Gone will be the empowerment of referees to make decisions as they see fit; gone will be the seamless interaction between the man with the whistle and the man with the remote control, and gone will be the prevailing climate of empathetic consideration to the game’s physical fundamentals.
Instead, the mood will turn more officious, where every decision will be reviewed by committee, every collision will be micro-analysed for even a hint of head-on-head contact and every try scored will be reviewed ad nauseum to be certain there was not a big toe offside in the build-up, or a pass that may have been a quarter of an inch forward.
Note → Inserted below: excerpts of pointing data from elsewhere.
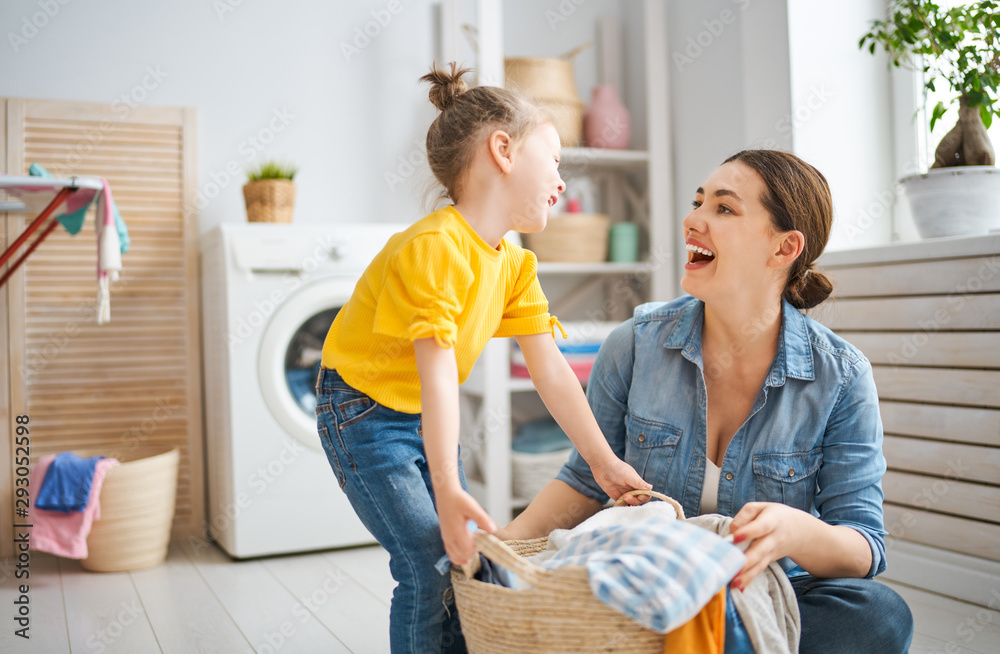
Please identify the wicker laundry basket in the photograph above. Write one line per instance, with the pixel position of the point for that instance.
(559, 614)
(137, 511)
(572, 237)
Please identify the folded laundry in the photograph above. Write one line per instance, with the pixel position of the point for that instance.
(659, 572)
(65, 534)
(66, 486)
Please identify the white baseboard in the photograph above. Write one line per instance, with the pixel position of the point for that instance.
(967, 578)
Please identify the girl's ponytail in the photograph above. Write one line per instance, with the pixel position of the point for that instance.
(445, 86)
(467, 117)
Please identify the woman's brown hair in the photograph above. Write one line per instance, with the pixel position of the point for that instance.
(798, 198)
(467, 116)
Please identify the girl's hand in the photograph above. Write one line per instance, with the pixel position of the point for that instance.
(455, 508)
(773, 530)
(616, 477)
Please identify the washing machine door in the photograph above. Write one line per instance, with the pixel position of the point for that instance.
(290, 354)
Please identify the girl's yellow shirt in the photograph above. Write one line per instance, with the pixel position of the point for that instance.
(437, 279)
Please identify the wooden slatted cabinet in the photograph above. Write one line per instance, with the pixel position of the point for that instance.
(137, 379)
(927, 315)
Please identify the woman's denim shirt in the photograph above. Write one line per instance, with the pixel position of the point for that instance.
(813, 439)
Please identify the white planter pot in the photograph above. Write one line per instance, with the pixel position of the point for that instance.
(957, 201)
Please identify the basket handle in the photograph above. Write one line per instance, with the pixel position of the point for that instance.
(499, 552)
(660, 496)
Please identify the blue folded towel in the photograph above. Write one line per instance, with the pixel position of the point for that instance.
(66, 486)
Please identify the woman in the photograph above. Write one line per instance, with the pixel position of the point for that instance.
(733, 402)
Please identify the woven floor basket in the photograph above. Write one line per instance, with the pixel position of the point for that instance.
(137, 511)
(558, 614)
(269, 200)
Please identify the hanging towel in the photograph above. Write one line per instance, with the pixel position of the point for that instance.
(75, 210)
(65, 534)
(66, 486)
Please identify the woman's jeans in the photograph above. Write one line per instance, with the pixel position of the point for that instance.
(838, 615)
(378, 457)
(851, 615)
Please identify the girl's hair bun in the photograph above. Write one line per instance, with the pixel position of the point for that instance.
(445, 86)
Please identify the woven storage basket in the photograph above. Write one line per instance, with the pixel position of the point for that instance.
(269, 200)
(137, 511)
(549, 81)
(572, 237)
(559, 614)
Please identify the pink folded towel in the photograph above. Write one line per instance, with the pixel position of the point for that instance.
(65, 534)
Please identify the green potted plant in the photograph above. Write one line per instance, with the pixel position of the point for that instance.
(958, 47)
(270, 192)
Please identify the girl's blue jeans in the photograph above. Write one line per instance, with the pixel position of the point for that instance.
(378, 457)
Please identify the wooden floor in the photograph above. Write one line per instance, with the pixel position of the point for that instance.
(331, 602)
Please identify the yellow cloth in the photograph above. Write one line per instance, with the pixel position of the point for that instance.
(705, 633)
(437, 279)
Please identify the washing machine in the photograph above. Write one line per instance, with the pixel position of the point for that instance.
(269, 294)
The refereeing committees will be slow to make decisions, pedantic in their interpretations, confusing in their relationship between referee and TMO, and common sense will be swept aside in an officious quest to ensure that tests are managed to the letter rather than the spirit of the laws.
The impending over-analysis is coming because, according to multiple sources, World Rugby refereeing boss Joel Jutge wants it.
And this is mostly because the British and Irish Lions are touring Australia, and for some reason, whenever the Lions play, they induce a level of craziness in the administrative world, that in turn puts almost unbearable pressure on referees.
Who can forget the wildly unpredictable and unprecedented scenes at Eden Park in the third test of 2017, when the All Blacks were awarded a match-winning penalty, only to have it reduced to a scrum after one of the most bizarre and unfathomable exchanges between the referee and his assistant?
French referee Roman Poite makes a call in the final test between the All Blacks and The Lions played at Eden Park in 2017. Photo / NZME
Then in 2021, when the Lions were in South Africa, Nic Berry’s performance in the first test led to Springboks coach Rassie Erasmus taking to social media to produce an hour-long video where he highlighted 26 occasions in which he said the official was wrong.
The Lions are rugby’s equivalent of a full moon – a four-year phenomenon that have this strange capability to put the refereeing world on edge and howl at the sky – and the signs that things are going to change in July were already starting to be visible in the last few weeks of Super Rugby. As the Herald understands it, Sanzaar’s top referees – those who will be involved in controlling tests this July – were spoken to by Jutge just before the Super Rugby semifinals.
And maybe it wasn’t such a surprise that the two semifinals saw four yellow cards shown – two of which felt like they were accidental collisions that wouldn’t necessarily have been punished in the same way earlier in the competition.
But if the Super Rugby clubs were taken by surprise, the All Blacks won’t be, as they know what to expect in their three-test series against France.
They know that the refereeing edicts hanging over the Lions series will permeate across the Tasman and be applied in New Zealand.
They know the environment in which they will be operating, and that referees will have no leeway – no licence to see collisions where there is head contact in any other light than a red card unless there is some kind of mitigating factor.
“Test footy is a little more under the microscope for sure,” head coach Scott Robertson agreed at the All Blacks base in Auckland yesterday.
“The game is a little bit more stop-start just because of the nature of the contest. With the red and yellow cards, we are aware of what we need to be in control of. We have to give the refs good pictures, but it is definitely front of mind, what we learned last year.”
On the question of whether he felt his side played with the requisite level of discipline last year, he was forthright in his belief they didn’t.
“Not when you are leading all those games and they turn on that moment,” he said to indicate that he felt it was little moments of technical inaccuracy that hurt the All Blacks last year after they had taken a controlling position in some tests.
“That is an area of improvement for us. We have to have a real understanding as individuals, as a team, people coming off the bench ... how can they make an impact, and they have to be clean. That’s a focus for sure.”
No one loves this over-officious world of poring over the footage in search of something to penalise, but it’s the world in which the All Blacks will be living for the foreseeable future.